Genetic variants of glutathione S-transferase as possible risk factors for hepatocellular carcinoma: A HuGE systematic review and meta-analysis

Donna L. White, Donghui Li, Zhannat Nurgalieva, Hashem B. El-Serag

Research output: Contribution to journalReview articlepeer-review

114 Scopus citations

Abstract

The authors performed a systematic review and meta-analysis to determine the effect of polymorphisms in genes encoding glutathione S-transferases (GSTs), phase II isoenzymes involved in cellular detoxification, on risk of hepatocellular carcinoma (HCC).

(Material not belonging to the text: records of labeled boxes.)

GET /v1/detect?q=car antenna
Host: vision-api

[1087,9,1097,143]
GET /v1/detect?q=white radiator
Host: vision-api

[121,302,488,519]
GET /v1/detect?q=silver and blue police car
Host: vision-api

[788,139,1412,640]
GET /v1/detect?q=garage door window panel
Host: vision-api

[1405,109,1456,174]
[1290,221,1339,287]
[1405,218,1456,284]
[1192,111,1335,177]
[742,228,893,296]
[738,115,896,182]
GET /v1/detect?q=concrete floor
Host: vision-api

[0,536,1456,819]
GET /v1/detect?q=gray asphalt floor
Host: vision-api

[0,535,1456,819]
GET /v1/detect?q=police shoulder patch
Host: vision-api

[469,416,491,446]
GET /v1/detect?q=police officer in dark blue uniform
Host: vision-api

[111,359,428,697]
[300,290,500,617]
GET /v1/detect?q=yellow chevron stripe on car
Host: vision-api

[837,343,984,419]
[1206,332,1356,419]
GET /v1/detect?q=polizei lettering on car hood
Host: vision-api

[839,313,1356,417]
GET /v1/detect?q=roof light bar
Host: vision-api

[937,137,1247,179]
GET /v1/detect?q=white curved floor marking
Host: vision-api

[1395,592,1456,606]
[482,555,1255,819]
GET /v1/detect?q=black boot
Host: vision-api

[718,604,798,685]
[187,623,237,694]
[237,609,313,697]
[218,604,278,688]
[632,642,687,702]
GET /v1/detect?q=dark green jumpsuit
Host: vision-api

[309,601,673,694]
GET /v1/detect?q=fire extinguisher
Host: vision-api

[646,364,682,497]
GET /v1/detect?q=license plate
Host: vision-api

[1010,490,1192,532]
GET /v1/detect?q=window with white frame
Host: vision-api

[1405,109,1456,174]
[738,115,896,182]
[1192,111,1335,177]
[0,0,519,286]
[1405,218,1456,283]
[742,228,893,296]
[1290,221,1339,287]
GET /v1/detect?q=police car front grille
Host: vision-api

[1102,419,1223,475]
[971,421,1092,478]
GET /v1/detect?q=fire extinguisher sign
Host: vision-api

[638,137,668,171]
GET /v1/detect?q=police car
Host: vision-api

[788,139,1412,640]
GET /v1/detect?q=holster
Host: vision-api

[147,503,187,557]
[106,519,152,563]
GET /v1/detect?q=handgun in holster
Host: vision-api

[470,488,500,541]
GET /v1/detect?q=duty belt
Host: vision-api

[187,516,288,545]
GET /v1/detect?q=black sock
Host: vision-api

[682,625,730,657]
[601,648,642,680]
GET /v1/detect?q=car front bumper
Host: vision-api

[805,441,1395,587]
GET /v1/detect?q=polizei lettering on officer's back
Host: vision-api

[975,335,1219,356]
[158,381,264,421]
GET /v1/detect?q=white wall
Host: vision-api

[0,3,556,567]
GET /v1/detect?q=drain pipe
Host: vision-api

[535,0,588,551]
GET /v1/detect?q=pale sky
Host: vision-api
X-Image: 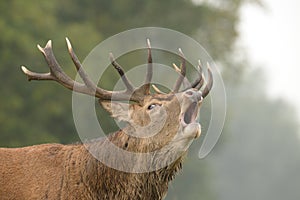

[240,0,300,122]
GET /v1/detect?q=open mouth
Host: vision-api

[183,102,198,124]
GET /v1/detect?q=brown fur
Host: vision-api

[0,95,191,200]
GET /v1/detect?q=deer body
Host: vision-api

[0,40,212,200]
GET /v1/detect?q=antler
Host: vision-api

[171,48,213,98]
[21,38,213,103]
[21,38,152,103]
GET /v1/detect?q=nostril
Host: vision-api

[185,91,194,96]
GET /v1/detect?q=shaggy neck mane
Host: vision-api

[67,130,184,199]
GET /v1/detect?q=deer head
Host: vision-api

[22,38,213,171]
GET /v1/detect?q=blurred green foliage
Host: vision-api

[0,0,299,200]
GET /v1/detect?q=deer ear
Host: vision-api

[99,101,132,122]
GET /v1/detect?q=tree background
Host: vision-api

[0,0,300,200]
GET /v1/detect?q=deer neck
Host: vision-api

[83,130,183,199]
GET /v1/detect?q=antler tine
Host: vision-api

[145,39,153,94]
[152,84,165,94]
[202,62,213,98]
[109,53,135,92]
[21,40,91,95]
[173,48,186,93]
[66,37,97,91]
[21,38,143,102]
[182,60,204,91]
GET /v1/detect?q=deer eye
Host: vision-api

[147,103,159,110]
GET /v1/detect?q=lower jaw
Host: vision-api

[183,122,201,139]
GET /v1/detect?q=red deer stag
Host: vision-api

[0,39,213,200]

Fifteen eligible studies were identified: 14 evaluated GSTM1; 13, GSTT1; three, GSTP1; and one each evaluated GSTM2, GSTM3, GSTA1, GSTA4, GSTO1, and GSTO2, respectively. All were case-control studies performed in populations with high (Asian, African) and medium (European) HCC incidence rates. Random-effects meta-analyses suggested a small excess risk of HCC with GSTT1 null (odds ratio (OR) = 1.19, 95% confidence interval (CI): 0.99, 1.44) and possibly GSTM1 null (OR = 1.16, 95% CI: 0.89, 1.53) genotypes. Cumulative meta-analyses demonstrated that both pooled estimators generally trended toward a small excess risk with publication of more recent studies. Results for GSTP1 A313G suggested no excess risk (OR = 0.75, 95% CI: 0.50, 1.15). A number of potentially interesting gene-gene and gene-environment interactions were reported, but these were too few and inconsistent to allow meta-analysis. The overall results suggest that there may be a small excess risk of HCC in individuals with GSTT1 null and possibly also with GSTM1 null genotypes. However, given the relatively limited total number of subjects examined and observed between-study heterogeneity, chance could not be excluded.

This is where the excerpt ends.